BurntSushi commented 7 years ago

Is there a way to add a timeout and then fail a test (maybe by throwing a panic) if it takes longer than a "reasonable" amount of time? e.g. 5 minutes.

Again: I don't see how that's possible. Can you describe the implementation path you're thinking?

The only thing I can think of is if quickcheck ran every single test in a distinct process, then it could kill the process, but there are so many issues with that path that I can easily reject it out of hand.

Michael-F-Bryan commented 7 years ago

I'm not 100% sure. One way I can think of might be to use a pair of futures where one runs the test on a background thread and the other is a simple timeout. Then you could select on the two and if the first future to finish is the timeout you know the test ran for too long and can say the test failed.

Or is that going to get a bit too complicated?

BurntSushi commented 7 years ago

That doesn't stop the other thread from running. And it implies running every test in a separate thread, which is not the case today.

I think you should search for other solutions. I actually think printf debugging is a fine solution. What don't you like about it?

Michael-F-Bryan commented 7 years ago

Debugging with print statements is fine when you've got a human at the keyboard, but I imagine something like travis or circle-ci would blindly keep running the test until some global timeout occurs. That said, when I was running the tests on my laptop it was easy to see I'd found an infinite loop and then add the print statements to figure out what the problem was. Likewise if it was running on some ci service you'd see the failed build due to a timeout and be able to investigate. So I guess in that sense quickcheck did its job of finding poorly handled edge cases perfectly.

I know there's a way to hook up signals and alarms in python (example), however implementing that in Rust in a cross-platform, multithreaded way would probably be extremely hacky, if it's possible at all.

BurntSushi commented 7 years ago

The only way to interrupt running code is to quit the process. Technically, there may be platform specific ways to kill individual threads forcefully, but they are pretty universally shunned as bad juju.

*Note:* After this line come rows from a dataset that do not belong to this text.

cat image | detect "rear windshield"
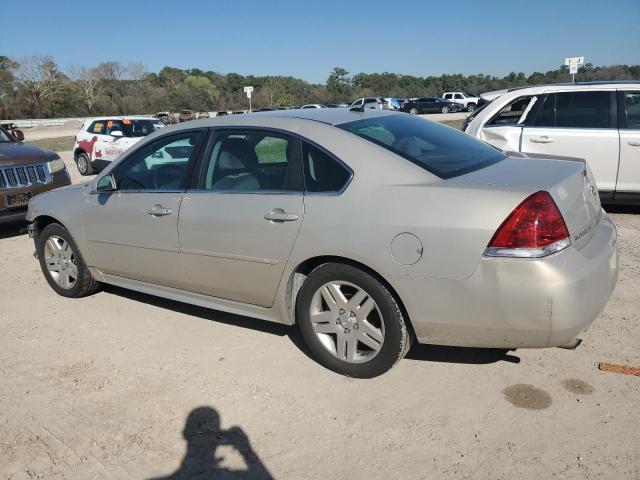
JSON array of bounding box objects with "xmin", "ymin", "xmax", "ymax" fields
[{"xmin": 337, "ymin": 114, "xmax": 505, "ymax": 179}]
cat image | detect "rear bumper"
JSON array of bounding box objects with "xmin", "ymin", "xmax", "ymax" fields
[{"xmin": 391, "ymin": 212, "xmax": 618, "ymax": 348}]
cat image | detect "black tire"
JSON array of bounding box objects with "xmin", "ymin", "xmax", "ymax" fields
[
  {"xmin": 409, "ymin": 107, "xmax": 418, "ymax": 115},
  {"xmin": 296, "ymin": 263, "xmax": 412, "ymax": 378},
  {"xmin": 36, "ymin": 223, "xmax": 101, "ymax": 298},
  {"xmin": 467, "ymin": 103, "xmax": 476, "ymax": 112},
  {"xmin": 441, "ymin": 106, "xmax": 450, "ymax": 114},
  {"xmin": 75, "ymin": 151, "xmax": 94, "ymax": 176}
]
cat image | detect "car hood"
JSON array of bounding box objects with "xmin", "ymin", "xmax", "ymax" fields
[{"xmin": 0, "ymin": 142, "xmax": 59, "ymax": 166}]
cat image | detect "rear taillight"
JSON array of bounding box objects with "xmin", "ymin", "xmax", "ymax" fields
[{"xmin": 485, "ymin": 191, "xmax": 570, "ymax": 258}]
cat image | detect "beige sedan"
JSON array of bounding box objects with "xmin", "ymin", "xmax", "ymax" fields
[{"xmin": 27, "ymin": 108, "xmax": 618, "ymax": 377}]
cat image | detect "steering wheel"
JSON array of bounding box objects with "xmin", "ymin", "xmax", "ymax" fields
[{"xmin": 154, "ymin": 164, "xmax": 184, "ymax": 190}]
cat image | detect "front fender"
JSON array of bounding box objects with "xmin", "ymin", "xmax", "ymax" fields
[{"xmin": 27, "ymin": 184, "xmax": 90, "ymax": 263}]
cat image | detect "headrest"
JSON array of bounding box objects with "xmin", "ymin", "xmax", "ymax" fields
[{"xmin": 218, "ymin": 138, "xmax": 258, "ymax": 170}]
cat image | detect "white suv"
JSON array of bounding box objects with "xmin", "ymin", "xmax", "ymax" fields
[
  {"xmin": 442, "ymin": 92, "xmax": 481, "ymax": 112},
  {"xmin": 464, "ymin": 82, "xmax": 640, "ymax": 202},
  {"xmin": 73, "ymin": 116, "xmax": 164, "ymax": 175}
]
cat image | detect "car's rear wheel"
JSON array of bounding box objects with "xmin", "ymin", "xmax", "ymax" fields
[
  {"xmin": 467, "ymin": 103, "xmax": 476, "ymax": 112},
  {"xmin": 441, "ymin": 106, "xmax": 450, "ymax": 114},
  {"xmin": 75, "ymin": 152, "xmax": 94, "ymax": 176},
  {"xmin": 296, "ymin": 263, "xmax": 412, "ymax": 378},
  {"xmin": 409, "ymin": 107, "xmax": 418, "ymax": 115},
  {"xmin": 36, "ymin": 223, "xmax": 101, "ymax": 298}
]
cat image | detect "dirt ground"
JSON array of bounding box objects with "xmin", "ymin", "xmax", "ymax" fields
[{"xmin": 0, "ymin": 153, "xmax": 638, "ymax": 479}]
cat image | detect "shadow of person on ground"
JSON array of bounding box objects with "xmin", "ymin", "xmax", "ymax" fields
[{"xmin": 150, "ymin": 406, "xmax": 273, "ymax": 480}]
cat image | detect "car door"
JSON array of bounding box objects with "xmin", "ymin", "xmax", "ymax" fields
[
  {"xmin": 616, "ymin": 90, "xmax": 640, "ymax": 194},
  {"xmin": 84, "ymin": 129, "xmax": 206, "ymax": 286},
  {"xmin": 477, "ymin": 95, "xmax": 536, "ymax": 152},
  {"xmin": 521, "ymin": 91, "xmax": 619, "ymax": 192},
  {"xmin": 178, "ymin": 129, "xmax": 305, "ymax": 307}
]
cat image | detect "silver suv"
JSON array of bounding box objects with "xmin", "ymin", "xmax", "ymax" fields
[{"xmin": 464, "ymin": 82, "xmax": 640, "ymax": 203}]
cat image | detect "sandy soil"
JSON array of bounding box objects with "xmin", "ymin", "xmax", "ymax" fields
[{"xmin": 0, "ymin": 153, "xmax": 638, "ymax": 479}]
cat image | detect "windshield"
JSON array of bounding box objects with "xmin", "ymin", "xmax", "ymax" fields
[
  {"xmin": 0, "ymin": 127, "xmax": 14, "ymax": 143},
  {"xmin": 338, "ymin": 114, "xmax": 505, "ymax": 179}
]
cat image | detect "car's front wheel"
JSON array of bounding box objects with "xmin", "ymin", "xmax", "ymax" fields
[
  {"xmin": 296, "ymin": 263, "xmax": 412, "ymax": 378},
  {"xmin": 467, "ymin": 103, "xmax": 476, "ymax": 112},
  {"xmin": 75, "ymin": 152, "xmax": 94, "ymax": 176},
  {"xmin": 441, "ymin": 106, "xmax": 450, "ymax": 114},
  {"xmin": 409, "ymin": 107, "xmax": 418, "ymax": 115},
  {"xmin": 36, "ymin": 223, "xmax": 101, "ymax": 298}
]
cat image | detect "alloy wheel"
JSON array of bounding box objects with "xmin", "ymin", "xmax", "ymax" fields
[
  {"xmin": 309, "ymin": 281, "xmax": 385, "ymax": 363},
  {"xmin": 44, "ymin": 235, "xmax": 78, "ymax": 289}
]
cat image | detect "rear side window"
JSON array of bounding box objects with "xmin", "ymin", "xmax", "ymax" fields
[
  {"xmin": 338, "ymin": 114, "xmax": 505, "ymax": 179},
  {"xmin": 533, "ymin": 92, "xmax": 612, "ymax": 128},
  {"xmin": 88, "ymin": 121, "xmax": 105, "ymax": 134},
  {"xmin": 302, "ymin": 142, "xmax": 351, "ymax": 193}
]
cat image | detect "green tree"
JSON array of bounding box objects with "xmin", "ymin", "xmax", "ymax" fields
[{"xmin": 326, "ymin": 67, "xmax": 352, "ymax": 101}]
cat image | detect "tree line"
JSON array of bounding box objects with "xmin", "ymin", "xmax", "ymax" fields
[{"xmin": 1, "ymin": 54, "xmax": 639, "ymax": 119}]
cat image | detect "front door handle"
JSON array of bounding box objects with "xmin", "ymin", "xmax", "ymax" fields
[
  {"xmin": 628, "ymin": 140, "xmax": 640, "ymax": 147},
  {"xmin": 264, "ymin": 208, "xmax": 298, "ymax": 222},
  {"xmin": 530, "ymin": 136, "xmax": 555, "ymax": 144},
  {"xmin": 147, "ymin": 204, "xmax": 172, "ymax": 216}
]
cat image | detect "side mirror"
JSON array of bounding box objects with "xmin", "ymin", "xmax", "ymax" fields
[
  {"xmin": 14, "ymin": 129, "xmax": 25, "ymax": 142},
  {"xmin": 96, "ymin": 173, "xmax": 117, "ymax": 192},
  {"xmin": 111, "ymin": 130, "xmax": 123, "ymax": 138}
]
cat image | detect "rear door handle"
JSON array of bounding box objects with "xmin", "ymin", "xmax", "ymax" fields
[
  {"xmin": 628, "ymin": 140, "xmax": 640, "ymax": 147},
  {"xmin": 147, "ymin": 204, "xmax": 172, "ymax": 216},
  {"xmin": 264, "ymin": 209, "xmax": 298, "ymax": 222},
  {"xmin": 530, "ymin": 136, "xmax": 555, "ymax": 144}
]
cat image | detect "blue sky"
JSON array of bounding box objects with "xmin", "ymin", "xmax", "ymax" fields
[{"xmin": 2, "ymin": 0, "xmax": 638, "ymax": 83}]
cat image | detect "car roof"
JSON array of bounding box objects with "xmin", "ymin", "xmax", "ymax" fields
[
  {"xmin": 162, "ymin": 107, "xmax": 399, "ymax": 130},
  {"xmin": 481, "ymin": 81, "xmax": 640, "ymax": 100},
  {"xmin": 87, "ymin": 116, "xmax": 156, "ymax": 122}
]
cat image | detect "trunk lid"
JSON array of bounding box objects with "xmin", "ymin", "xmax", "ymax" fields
[{"xmin": 450, "ymin": 154, "xmax": 602, "ymax": 251}]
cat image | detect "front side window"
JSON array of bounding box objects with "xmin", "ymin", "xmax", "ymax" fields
[
  {"xmin": 200, "ymin": 131, "xmax": 301, "ymax": 192},
  {"xmin": 623, "ymin": 92, "xmax": 640, "ymax": 129},
  {"xmin": 487, "ymin": 96, "xmax": 535, "ymax": 126},
  {"xmin": 302, "ymin": 142, "xmax": 351, "ymax": 193},
  {"xmin": 339, "ymin": 114, "xmax": 505, "ymax": 179},
  {"xmin": 114, "ymin": 130, "xmax": 204, "ymax": 191},
  {"xmin": 454, "ymin": 94, "xmax": 464, "ymax": 99}
]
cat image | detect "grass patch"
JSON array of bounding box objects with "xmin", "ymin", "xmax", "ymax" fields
[{"xmin": 27, "ymin": 136, "xmax": 75, "ymax": 152}]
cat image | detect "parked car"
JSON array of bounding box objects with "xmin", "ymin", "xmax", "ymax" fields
[
  {"xmin": 156, "ymin": 112, "xmax": 177, "ymax": 125},
  {"xmin": 73, "ymin": 116, "xmax": 165, "ymax": 175},
  {"xmin": 0, "ymin": 124, "xmax": 70, "ymax": 223},
  {"xmin": 443, "ymin": 92, "xmax": 481, "ymax": 111},
  {"xmin": 178, "ymin": 109, "xmax": 195, "ymax": 122},
  {"xmin": 197, "ymin": 112, "xmax": 210, "ymax": 119},
  {"xmin": 401, "ymin": 97, "xmax": 463, "ymax": 115},
  {"xmin": 464, "ymin": 82, "xmax": 640, "ymax": 203},
  {"xmin": 350, "ymin": 97, "xmax": 384, "ymax": 110},
  {"xmin": 0, "ymin": 122, "xmax": 26, "ymax": 142},
  {"xmin": 27, "ymin": 109, "xmax": 617, "ymax": 377},
  {"xmin": 383, "ymin": 97, "xmax": 401, "ymax": 110}
]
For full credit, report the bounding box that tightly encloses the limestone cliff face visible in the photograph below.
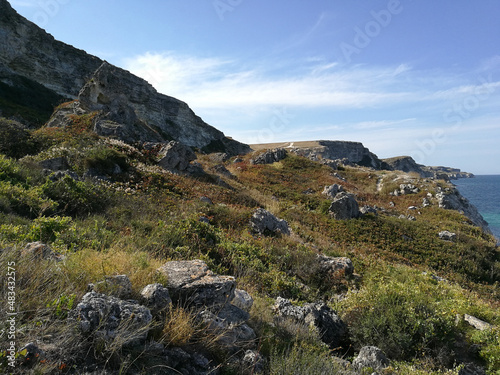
[272,140,385,169]
[383,156,474,180]
[0,0,102,98]
[0,0,249,154]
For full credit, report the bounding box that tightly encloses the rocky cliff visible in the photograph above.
[0,0,249,154]
[383,156,474,180]
[251,140,387,169]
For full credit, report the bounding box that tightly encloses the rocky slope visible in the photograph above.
[0,0,248,154]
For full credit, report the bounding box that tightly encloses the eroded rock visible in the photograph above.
[273,297,347,348]
[250,208,291,236]
[352,346,390,372]
[328,192,360,220]
[250,148,287,165]
[72,291,152,347]
[157,260,236,307]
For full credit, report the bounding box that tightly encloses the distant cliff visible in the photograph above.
[251,140,387,169]
[0,0,249,154]
[382,156,474,180]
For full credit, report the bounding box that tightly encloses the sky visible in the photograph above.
[8,0,500,174]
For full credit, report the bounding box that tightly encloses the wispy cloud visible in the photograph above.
[123,51,421,110]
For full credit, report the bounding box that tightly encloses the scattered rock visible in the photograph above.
[322,184,344,200]
[397,183,420,195]
[250,148,287,165]
[157,141,197,172]
[352,346,390,372]
[88,275,132,299]
[439,231,457,242]
[140,283,172,313]
[273,297,347,348]
[21,242,63,261]
[250,208,291,236]
[317,255,354,276]
[157,260,236,307]
[198,304,256,353]
[328,192,360,220]
[399,214,416,221]
[231,289,254,312]
[422,197,431,207]
[199,196,214,205]
[71,291,152,347]
[464,314,493,331]
[241,350,266,374]
[360,205,378,215]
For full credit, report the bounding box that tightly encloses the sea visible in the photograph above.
[453,175,500,243]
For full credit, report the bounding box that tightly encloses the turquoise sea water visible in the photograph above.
[453,175,500,242]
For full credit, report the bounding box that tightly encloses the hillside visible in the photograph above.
[0,0,248,155]
[0,122,499,374]
[0,0,499,373]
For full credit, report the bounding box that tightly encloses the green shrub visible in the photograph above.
[42,175,110,216]
[471,327,500,374]
[0,118,38,158]
[83,145,129,175]
[341,267,458,362]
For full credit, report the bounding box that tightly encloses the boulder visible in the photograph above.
[140,283,172,312]
[439,231,457,242]
[316,255,354,276]
[436,188,491,233]
[422,197,431,207]
[88,275,132,299]
[322,184,344,200]
[273,297,347,348]
[250,208,291,236]
[157,141,196,172]
[464,314,493,331]
[157,260,236,307]
[250,148,287,165]
[198,304,256,353]
[71,291,152,347]
[399,183,420,195]
[328,192,360,220]
[231,289,254,312]
[352,346,390,372]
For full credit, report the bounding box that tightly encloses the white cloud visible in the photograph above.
[123,51,418,110]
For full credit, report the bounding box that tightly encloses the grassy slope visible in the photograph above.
[0,120,499,374]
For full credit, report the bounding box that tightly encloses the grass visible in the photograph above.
[0,119,499,374]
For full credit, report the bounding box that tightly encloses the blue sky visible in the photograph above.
[9,0,500,174]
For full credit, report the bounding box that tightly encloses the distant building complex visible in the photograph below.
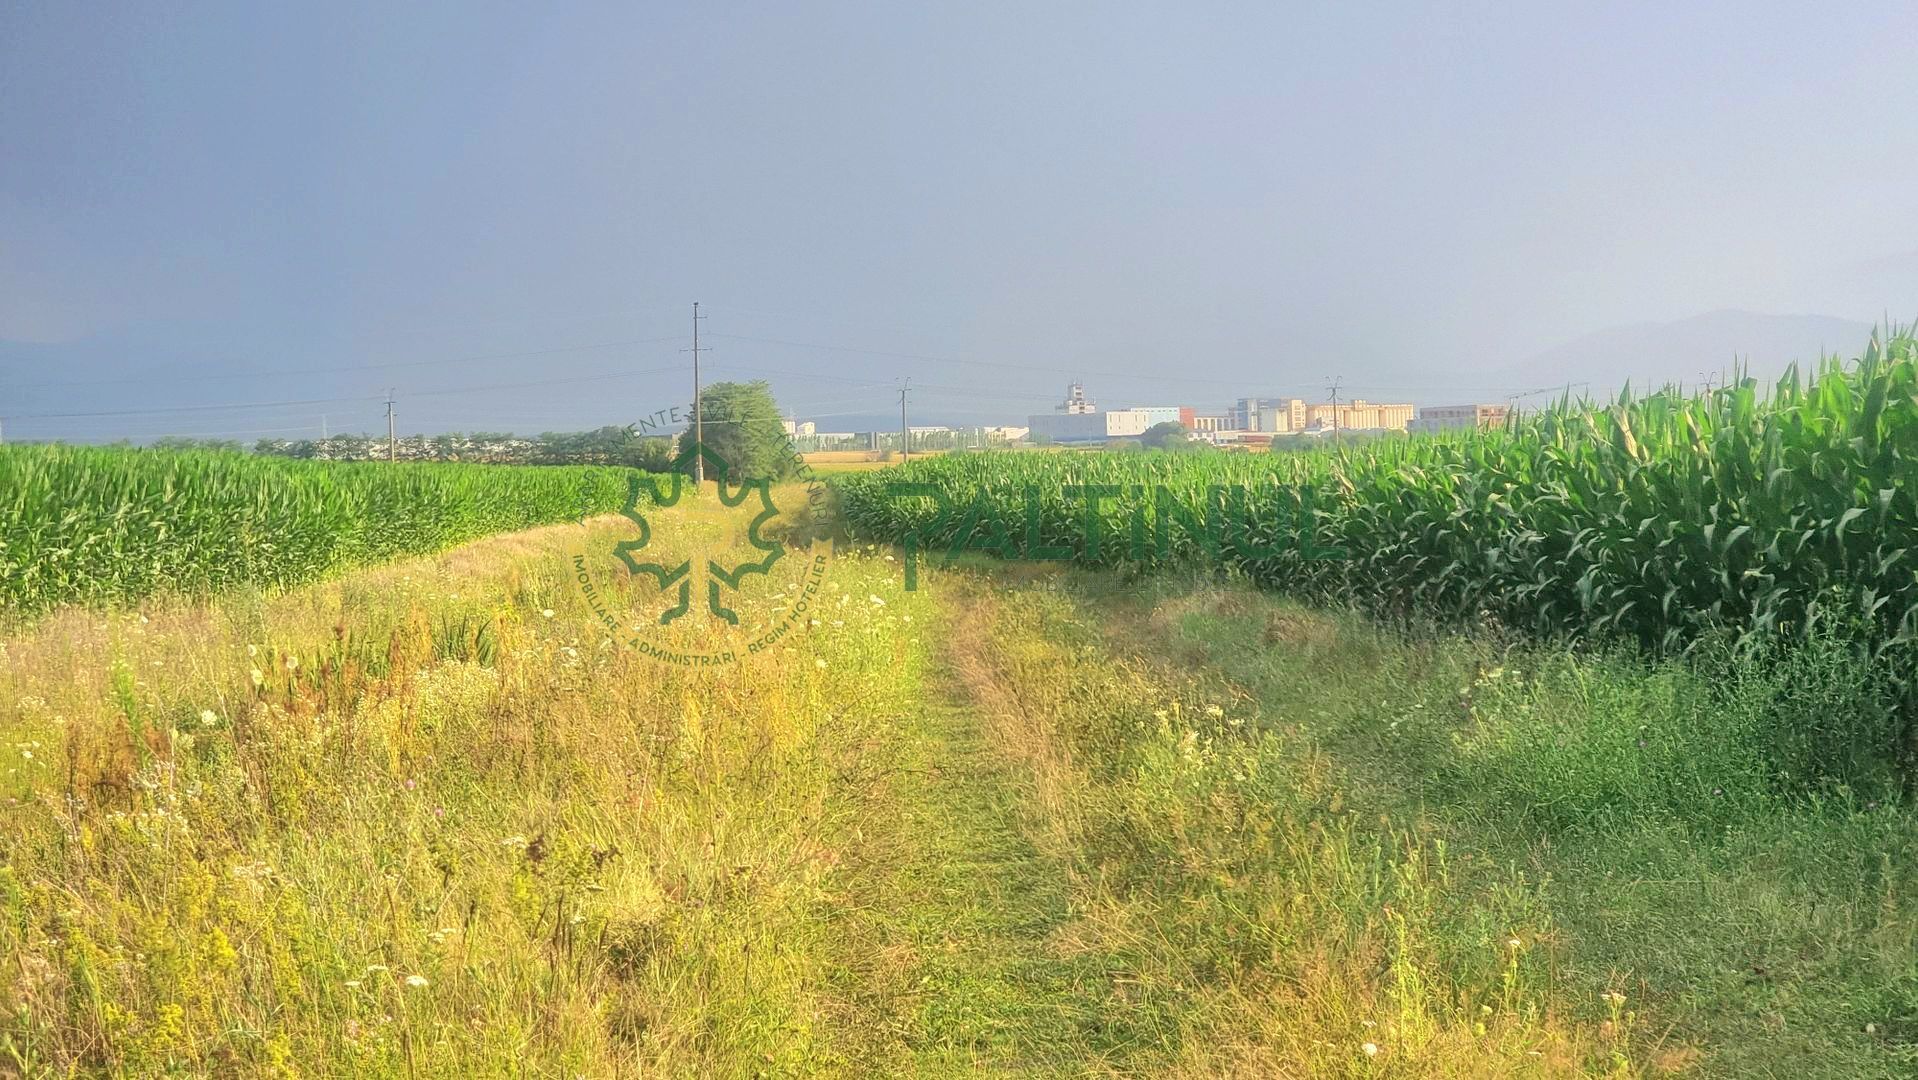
[1027,387,1193,442]
[1408,403,1511,432]
[1234,397,1416,434]
[776,382,1512,452]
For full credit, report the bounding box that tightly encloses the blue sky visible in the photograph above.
[3,2,1916,440]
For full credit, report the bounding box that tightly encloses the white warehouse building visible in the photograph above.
[1026,406,1185,442]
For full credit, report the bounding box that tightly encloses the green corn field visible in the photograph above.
[837,328,1918,662]
[0,446,636,615]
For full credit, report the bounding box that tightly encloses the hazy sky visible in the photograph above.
[3,2,1916,441]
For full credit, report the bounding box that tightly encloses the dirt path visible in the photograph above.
[832,579,1169,1076]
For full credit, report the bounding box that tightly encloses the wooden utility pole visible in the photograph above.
[691,302,705,483]
[385,390,397,462]
[899,378,911,460]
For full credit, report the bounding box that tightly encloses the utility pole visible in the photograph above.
[690,301,706,484]
[899,378,911,460]
[1326,377,1343,436]
[321,413,328,440]
[385,390,397,462]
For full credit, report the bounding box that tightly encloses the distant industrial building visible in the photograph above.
[1027,410,1164,441]
[1105,406,1184,437]
[1408,403,1511,432]
[1026,385,1194,442]
[1018,384,1430,443]
[1246,398,1415,433]
[1229,397,1291,431]
[1254,399,1306,433]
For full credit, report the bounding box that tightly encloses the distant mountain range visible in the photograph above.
[1499,310,1878,397]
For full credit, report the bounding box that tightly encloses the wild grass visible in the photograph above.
[0,503,930,1075]
[926,568,1650,1076]
[1096,572,1918,1077]
[5,477,1914,1076]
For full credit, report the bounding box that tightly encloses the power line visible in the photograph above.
[155,422,336,439]
[14,365,684,421]
[704,361,1061,403]
[689,303,706,483]
[6,335,687,392]
[19,392,387,421]
[705,331,1570,396]
[404,365,681,400]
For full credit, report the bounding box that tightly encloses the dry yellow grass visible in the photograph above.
[0,503,931,1075]
[19,492,1879,1075]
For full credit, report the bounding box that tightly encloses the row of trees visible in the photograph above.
[250,428,678,468]
[148,384,1226,477]
[239,381,806,478]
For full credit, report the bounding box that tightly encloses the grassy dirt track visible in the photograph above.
[3,493,1914,1076]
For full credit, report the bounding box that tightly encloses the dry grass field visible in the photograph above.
[2,483,1913,1077]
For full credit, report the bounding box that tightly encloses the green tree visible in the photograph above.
[682,380,796,479]
[1139,421,1190,449]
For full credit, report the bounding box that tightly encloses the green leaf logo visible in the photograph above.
[612,442,786,625]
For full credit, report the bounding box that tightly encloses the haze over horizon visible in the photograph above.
[3,3,1916,441]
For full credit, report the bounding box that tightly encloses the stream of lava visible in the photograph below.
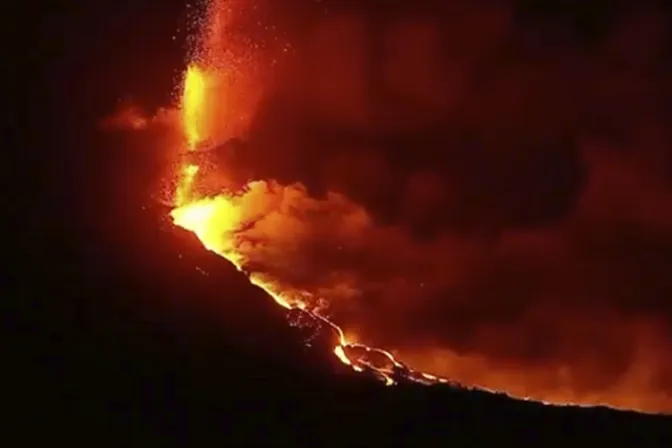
[170,65,453,387]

Popping up a level, why even target quickcheck for this? Why not unit tests in general? You could have an infinite loop anywhere, and that unit test won't time out even if quickcheck added this functionality.

AFAIK, there are no sufficiently general solutions to this problem that I would be happy with adding to quickcheck. The simplest thing would be something like you said (although you don't need futures, channels would work), but it would necessarily have to quit the process and would probably entail some overhead for each test that runs. (This morally equivalent to the Python code you linked.)

If your CI will time out, then how is that any different than what quickcheck could do?

Michael-F-Bryan commented 7 years ago

I was thinking quickcheck might be able to tell you which set of inputs can lead to significantly longer run times than usual, and then be able to narrow down those inputs to the smallest example. So it could extend the existing error checking to also check for cases with pathological run times.

In my case, quickcheck managed to find a set of inputs which I never would have thought to try when writing unit tests. It found a funny bug in my parser where it would peek at a token instead of popping, so the parser would continually think there was 1 token left in the stream and never finish.

The more I search on the internet for ways of detecting long run times and then killing the test prematurely (then doing the usual reducing to the minimal case), the less it sounds like such a feature would be possible. I know Linux has [pthread_kill()][pt] but like you said, using something like that is probably frowned upon and not something you'd be happy including as a feature in quickcheck. If it even works at all.

It sounds like the best way of finding edge conditions which seem to go into infinite loops would be to wait until quickcheck discovers them and then investigate manually. As such, adding a timeout feature or detecting unusually long run times for a particular set of inputs is probably outside the scope of this crate.